In 2018, the story was loosely adapted as "Lily of the Valley," an episode of the HBO Asia/Hulu Japan series Miss Sherlock. In this version, the false job offer is for a research position in a major pharmaceutical company.

===Audio===

Edith Meiser adapted the story as an episode of the radio series The Adventures of Sherlock Holmes which aired on 1 December 1930, with Richard Gordon as Sherlock Holmes and Leigh Lovell as Dr. Watson. A remake of the script aired on 11 July 1936 (with Gordon as Holmes and Harry West as Watson).

Edith Meiser also adapted the story as an episode of the radio series The New Adventures of Sherlock Holmes with Basil Rathbone as Holmes and Nigel Bruce as Watson. The episode aired on 9 November 1941.

A 1960 BBC Light Programme radio adaptation, dramatised by Michael Hardwick, aired as part of the 1952–1969 radio series starring Carleton Hobbs as Holmes and Norman Shelley as Watson.

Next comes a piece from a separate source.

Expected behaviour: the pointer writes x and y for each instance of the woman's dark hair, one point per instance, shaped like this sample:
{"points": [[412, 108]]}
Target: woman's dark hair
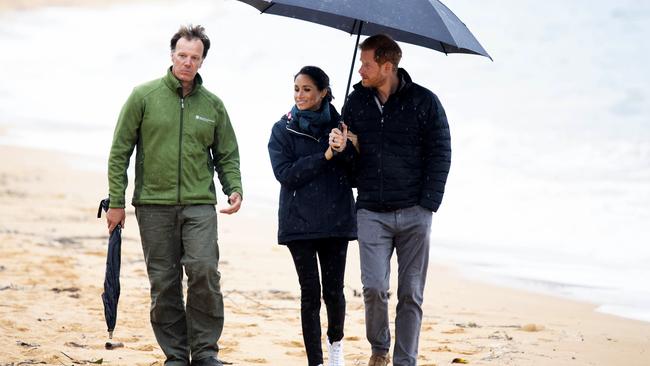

The cast also included Desmond Carrington as Pycroft and Hugh Manning as Pinner.

"The Stockbroker's Clerk" was dramatised by Denys Hawthorne for BBC Radio 4 in 1992, as part of the 1989–1998 radio series starring Clive Merrison as Holmes and Michael Williams as Watson. It featured Sean Barrett as Mr Pinner.

The story was adapted as an episode of the radio series The Classic Adventures of Sherlock Holmes, starring John Patrick Lowrie as Holmes and Lawrence Albert as Watson. The episode aired in 2015.

In 2022, the story was adapted as an episode of the radio series Sunday Suspense, starring Mir as Holmes and Deepanjan as Watson.

In 2026, the podcast Sherlock & Co. adapted the story in a three-episode adventure, starring Harry Attwell as Sherlock Holmes, Paul Waggott as Dr. John Watson and Marta da Silva as Mariana "Mrs. Hudson" Ametxazurra. Halena Doughty voices Hayley Pycroft.